Spokesman:  Well, we're aware of this situation in Gaza.  I mean, I've seen those particular press reports.  We're aware that we do not have the freedom of movement to deliver humanitarian aid to the north.

Question:  And Fadi Sayyed Sulaiman, he’s a 14-year-old boy; he was shot and killed near Qalqilya in the West Bank.  Are there any words that can soothe the pain of his family?

Spokesman:  I had not seen that particular report.  Let me look into it.  I had not seen that news.  Dezhi, and then Benno.

Question:  Yes.  The official social media account of the United Nations on Chinese social media, Weibo, [inaudible] United Nations, when reporting the Security Council draft resolution voting yesterday, said that it's estimated that on 21 February, the Security Council would cast a vote on the draft resolution of the US draft.  I just… I'm… because this caused trouble for me, because that's the official account for the UN.

Spokesman:  I hate for anything that we do to cause trouble for you.  Dezhi.

Question:  I mean, I'm just wondering where this come from?

Spokesman:  I will check with our…

Correspondent:  Because I checked all other languages.

Spokesman:  I will check with our colleagues.  It's not our practice to predict meetings when they've not been scheduled.  Okay.  Okay.  You're fine, but James clearly wants a question.

Question:  Just follow-up to Abdelhamid's question.  You are unable to deliver aid to the north of Gaza, currently?

Spokesman:  Well, let me just put it this way.  We have been able sporadically to do it.  WFP did it recently.  Their truck was shot at.  They have now said, given the security situation, they can no longer do it.  It is… whatever access we have to the north has to be done from the south, which makes it extremely difficult because of the situation in the south.  It makes it very difficult, because we need to go through some very complex de-confliction mechanism with the Israeli forces, which currently is not working as it as it should.  And we've been reporting since the beginning of the year, the very small percentage of convoys that actually make it to the north.

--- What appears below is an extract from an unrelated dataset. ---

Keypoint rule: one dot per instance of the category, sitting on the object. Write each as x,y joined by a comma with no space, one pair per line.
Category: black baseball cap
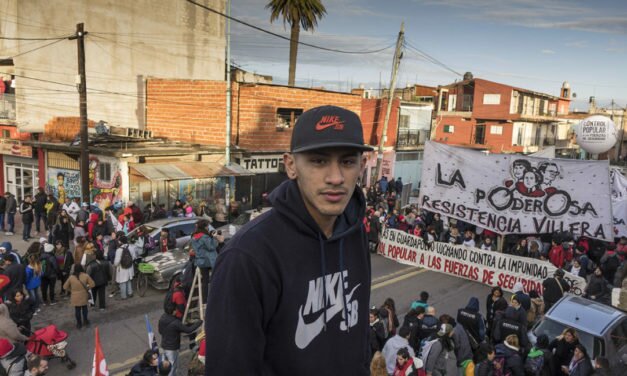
327,127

Question:  So, a very simple question.  Does the Secretary-General believe that Israel is complying with its obligations under Security Council resolutions 2712 (2023) and 2720 (2023)?

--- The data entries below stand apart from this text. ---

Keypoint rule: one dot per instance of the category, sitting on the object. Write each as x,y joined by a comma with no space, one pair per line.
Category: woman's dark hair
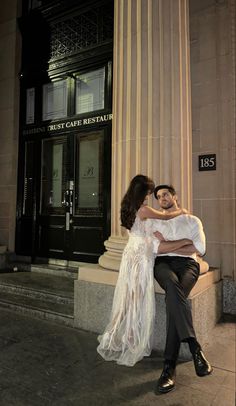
138,189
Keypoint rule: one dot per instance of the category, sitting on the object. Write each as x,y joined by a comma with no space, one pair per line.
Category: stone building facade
174,116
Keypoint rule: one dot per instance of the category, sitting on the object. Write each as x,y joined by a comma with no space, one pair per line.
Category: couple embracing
166,240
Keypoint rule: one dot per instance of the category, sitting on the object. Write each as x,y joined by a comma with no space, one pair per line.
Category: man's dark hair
168,187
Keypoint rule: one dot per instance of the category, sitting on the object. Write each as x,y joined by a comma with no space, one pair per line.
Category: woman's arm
173,246
187,250
148,212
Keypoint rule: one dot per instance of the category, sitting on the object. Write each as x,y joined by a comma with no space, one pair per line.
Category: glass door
74,198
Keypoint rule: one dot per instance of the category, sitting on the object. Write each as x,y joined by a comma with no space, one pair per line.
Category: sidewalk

Spokesman:  I think that will be reported in due time.  What we want to see is a humanitarian ceasefire.  We want to see greater humanitarian access and the release of the hostages.  Ibtisam, you're sitting so far away.

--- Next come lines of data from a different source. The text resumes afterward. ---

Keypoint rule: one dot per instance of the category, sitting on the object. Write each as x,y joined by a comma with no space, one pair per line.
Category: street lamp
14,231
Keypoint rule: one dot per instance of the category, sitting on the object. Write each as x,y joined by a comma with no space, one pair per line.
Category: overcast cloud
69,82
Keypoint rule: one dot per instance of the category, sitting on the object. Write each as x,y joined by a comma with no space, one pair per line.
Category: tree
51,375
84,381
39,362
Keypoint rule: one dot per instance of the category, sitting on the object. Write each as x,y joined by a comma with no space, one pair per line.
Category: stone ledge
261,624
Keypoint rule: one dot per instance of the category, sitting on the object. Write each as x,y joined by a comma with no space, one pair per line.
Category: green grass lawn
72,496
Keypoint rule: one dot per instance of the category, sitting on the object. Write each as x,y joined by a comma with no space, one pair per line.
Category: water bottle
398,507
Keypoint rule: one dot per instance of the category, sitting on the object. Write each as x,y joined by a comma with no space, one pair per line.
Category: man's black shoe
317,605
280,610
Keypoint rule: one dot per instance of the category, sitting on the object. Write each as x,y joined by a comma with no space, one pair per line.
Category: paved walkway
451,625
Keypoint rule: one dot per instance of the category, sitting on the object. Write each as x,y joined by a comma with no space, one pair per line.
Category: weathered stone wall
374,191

Question:  You said their truck, that your truck, that [WFP] truck was shot at while they were delivering. Do you know by whom?

Spokesman:  No.  We do not.  Ephrem?

Question:  Hi, Steph. Thank you.  On the increasing reports from… about Palestinian women in arbitrary detention in Israeli prisons and their treatment at the hands of Israeli soldiers, from arbitrary detention to execution, posting pictures of Palestinian women in degrading positions online, rape, threatening with rape.  Who at the UN exactly is looking into these reports? And what kind of reaction is there about these reports in this matter?

Spokesman:  We've seen these reports, which are extremely disturbing, to say the least.  I know a number of our human rights experts are looking into this, and we do have a special representative for sexual violence and conflict.  Thank you all.  I don't think there's Monica [Grayley] today.  We will keep you posted on the schedule for briefings tomorrow.

For information media. Not an official record.